Predicting the “death of active management” is about as tired a proclamation as calling any year “a stock picker’s market.” Despite predictions of both, there are still almost 10,000 hedge funds globally and active managers on average continue to underperform the broader stock market.

To that last point, S&P Dow Jones Indices released their latest SPIVA report card recently, which shows how active managers performed versus their broad stock market benchmarks. “Over the 15-year period ending Dec. 2016, 92.15% of large-cap, 95.4% of mid-cap, and 93.21% of small-cap managers trailed their respective benchmarks," the report’s authors write.

Not good.

Clearly, the industry has some performance issues. Instead of getting hot and bothered about it, carefully pick your spots. Hedgeye Financials analyst Jonathan Casteleyn hosted an institutional conference call on Invesco (IVZ), the Atlanta-based fund manager with $834 billion in assets under management.

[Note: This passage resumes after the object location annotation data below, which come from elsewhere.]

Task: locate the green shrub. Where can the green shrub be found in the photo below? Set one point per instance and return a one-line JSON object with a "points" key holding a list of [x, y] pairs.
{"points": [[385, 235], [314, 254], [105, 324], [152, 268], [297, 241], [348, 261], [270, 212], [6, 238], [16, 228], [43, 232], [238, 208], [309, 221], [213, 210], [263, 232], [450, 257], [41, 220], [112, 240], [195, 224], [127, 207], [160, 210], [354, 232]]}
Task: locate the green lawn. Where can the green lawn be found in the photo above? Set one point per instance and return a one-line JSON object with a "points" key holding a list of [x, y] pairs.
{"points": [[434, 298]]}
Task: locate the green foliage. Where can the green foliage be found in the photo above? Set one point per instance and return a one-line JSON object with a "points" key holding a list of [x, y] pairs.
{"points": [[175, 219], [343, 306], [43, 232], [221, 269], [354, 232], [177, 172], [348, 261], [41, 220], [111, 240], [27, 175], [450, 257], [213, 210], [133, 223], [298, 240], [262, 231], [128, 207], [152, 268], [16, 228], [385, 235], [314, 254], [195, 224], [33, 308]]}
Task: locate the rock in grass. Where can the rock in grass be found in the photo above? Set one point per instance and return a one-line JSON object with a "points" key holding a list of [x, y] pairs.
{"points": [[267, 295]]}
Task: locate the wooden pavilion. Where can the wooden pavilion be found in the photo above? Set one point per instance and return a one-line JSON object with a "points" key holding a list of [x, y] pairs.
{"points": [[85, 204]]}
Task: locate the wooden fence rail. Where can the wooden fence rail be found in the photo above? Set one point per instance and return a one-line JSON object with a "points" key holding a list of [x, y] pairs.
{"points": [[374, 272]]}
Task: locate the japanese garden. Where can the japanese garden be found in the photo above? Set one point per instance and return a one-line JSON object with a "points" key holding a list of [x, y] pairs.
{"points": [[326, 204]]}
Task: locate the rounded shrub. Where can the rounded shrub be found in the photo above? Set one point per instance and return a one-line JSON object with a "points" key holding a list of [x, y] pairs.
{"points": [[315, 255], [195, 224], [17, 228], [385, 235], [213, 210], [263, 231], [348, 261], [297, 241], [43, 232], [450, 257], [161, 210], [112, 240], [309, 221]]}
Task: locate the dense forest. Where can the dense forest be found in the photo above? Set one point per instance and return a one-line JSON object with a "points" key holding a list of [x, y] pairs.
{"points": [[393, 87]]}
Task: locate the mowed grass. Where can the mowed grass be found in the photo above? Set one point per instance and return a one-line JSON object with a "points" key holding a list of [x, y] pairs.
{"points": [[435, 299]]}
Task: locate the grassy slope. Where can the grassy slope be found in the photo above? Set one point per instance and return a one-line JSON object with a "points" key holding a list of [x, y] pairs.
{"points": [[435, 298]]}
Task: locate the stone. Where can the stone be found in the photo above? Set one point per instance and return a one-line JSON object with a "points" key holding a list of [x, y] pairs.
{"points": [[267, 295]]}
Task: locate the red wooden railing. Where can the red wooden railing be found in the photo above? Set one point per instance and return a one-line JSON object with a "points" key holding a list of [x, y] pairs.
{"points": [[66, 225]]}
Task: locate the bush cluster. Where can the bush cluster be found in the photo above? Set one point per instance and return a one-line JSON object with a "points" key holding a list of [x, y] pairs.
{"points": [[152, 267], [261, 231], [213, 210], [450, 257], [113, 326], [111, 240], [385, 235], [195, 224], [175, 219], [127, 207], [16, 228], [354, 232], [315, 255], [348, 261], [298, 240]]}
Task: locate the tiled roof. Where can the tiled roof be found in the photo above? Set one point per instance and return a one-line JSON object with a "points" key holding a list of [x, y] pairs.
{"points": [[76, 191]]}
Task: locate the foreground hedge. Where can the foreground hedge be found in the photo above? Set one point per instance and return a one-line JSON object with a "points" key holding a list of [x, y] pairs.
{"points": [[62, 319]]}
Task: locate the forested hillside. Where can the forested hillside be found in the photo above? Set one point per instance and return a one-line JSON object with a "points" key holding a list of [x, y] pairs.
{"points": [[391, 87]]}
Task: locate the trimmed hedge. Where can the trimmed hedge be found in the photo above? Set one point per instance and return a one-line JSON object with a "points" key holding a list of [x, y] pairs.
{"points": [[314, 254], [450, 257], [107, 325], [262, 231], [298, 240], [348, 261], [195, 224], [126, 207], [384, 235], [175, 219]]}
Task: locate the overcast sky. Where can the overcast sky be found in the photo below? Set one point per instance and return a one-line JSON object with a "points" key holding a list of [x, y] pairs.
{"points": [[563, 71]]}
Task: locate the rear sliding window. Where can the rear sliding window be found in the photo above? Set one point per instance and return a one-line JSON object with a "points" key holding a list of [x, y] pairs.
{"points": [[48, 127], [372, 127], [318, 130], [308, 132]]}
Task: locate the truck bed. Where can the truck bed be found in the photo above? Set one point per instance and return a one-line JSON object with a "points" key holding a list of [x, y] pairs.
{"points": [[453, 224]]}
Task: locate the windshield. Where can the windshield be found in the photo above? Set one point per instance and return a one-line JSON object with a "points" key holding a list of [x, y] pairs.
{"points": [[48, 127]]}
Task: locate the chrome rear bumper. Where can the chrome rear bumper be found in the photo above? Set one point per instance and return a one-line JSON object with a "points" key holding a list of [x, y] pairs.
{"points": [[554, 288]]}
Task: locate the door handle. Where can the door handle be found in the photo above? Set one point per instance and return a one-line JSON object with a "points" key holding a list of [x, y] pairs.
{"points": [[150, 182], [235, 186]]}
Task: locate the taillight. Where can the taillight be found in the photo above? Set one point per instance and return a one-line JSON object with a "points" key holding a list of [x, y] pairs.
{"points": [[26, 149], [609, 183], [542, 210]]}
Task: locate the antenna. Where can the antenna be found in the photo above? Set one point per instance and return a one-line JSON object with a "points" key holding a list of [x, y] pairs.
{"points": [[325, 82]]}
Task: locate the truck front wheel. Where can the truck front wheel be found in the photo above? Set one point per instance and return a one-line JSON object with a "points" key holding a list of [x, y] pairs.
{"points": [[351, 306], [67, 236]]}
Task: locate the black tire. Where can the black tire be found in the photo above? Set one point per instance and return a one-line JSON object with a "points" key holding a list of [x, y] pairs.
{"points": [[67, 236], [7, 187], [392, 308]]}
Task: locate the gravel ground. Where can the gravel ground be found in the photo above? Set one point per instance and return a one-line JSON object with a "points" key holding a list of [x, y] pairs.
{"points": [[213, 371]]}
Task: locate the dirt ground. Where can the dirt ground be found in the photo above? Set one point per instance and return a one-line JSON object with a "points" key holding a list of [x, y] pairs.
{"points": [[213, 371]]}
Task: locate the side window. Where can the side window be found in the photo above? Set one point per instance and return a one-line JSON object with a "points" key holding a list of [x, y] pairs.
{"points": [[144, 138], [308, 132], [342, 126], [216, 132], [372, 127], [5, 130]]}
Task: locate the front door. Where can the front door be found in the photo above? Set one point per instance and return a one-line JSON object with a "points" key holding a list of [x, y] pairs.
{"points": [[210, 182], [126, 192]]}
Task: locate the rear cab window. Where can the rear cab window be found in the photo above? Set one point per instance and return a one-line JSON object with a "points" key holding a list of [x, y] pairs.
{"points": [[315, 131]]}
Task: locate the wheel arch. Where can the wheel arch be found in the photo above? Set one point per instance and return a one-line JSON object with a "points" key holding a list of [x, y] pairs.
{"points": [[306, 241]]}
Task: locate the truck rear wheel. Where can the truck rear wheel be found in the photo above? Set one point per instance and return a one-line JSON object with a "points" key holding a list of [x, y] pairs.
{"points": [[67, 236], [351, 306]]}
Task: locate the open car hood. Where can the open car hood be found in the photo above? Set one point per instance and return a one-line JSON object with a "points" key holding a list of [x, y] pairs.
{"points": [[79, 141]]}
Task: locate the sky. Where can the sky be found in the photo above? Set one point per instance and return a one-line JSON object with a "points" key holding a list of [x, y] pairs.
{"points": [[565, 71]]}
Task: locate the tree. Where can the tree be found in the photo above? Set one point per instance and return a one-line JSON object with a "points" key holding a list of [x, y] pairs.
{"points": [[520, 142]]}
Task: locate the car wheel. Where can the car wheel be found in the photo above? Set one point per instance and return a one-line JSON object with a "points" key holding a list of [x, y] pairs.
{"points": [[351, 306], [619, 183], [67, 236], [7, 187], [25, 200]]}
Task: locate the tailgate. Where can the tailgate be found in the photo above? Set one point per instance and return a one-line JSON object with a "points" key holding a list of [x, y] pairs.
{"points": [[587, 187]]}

“What’s happening in the S&P 500 is the correlations are starting to break down, which means the dispersion of returns is widening,” Casteleyn says. “This allows for active asset managers to pick apart that dispersion and create performance.”

Casteleyn shows a chart of the average 65-day correlation of an S&P 500 index member to the index itself. This correlation study just hit the lowest level since 2001. The chart also shows the performance of the 1,928 hedge funds within the Barclays Hedge Index, as a proxy for all active managers. “Basically when correlations break down, active manager performance goes up,” Casteleyn says. “If performance ticks up for Invesco and the rest of the group, we should start to see flows follow.”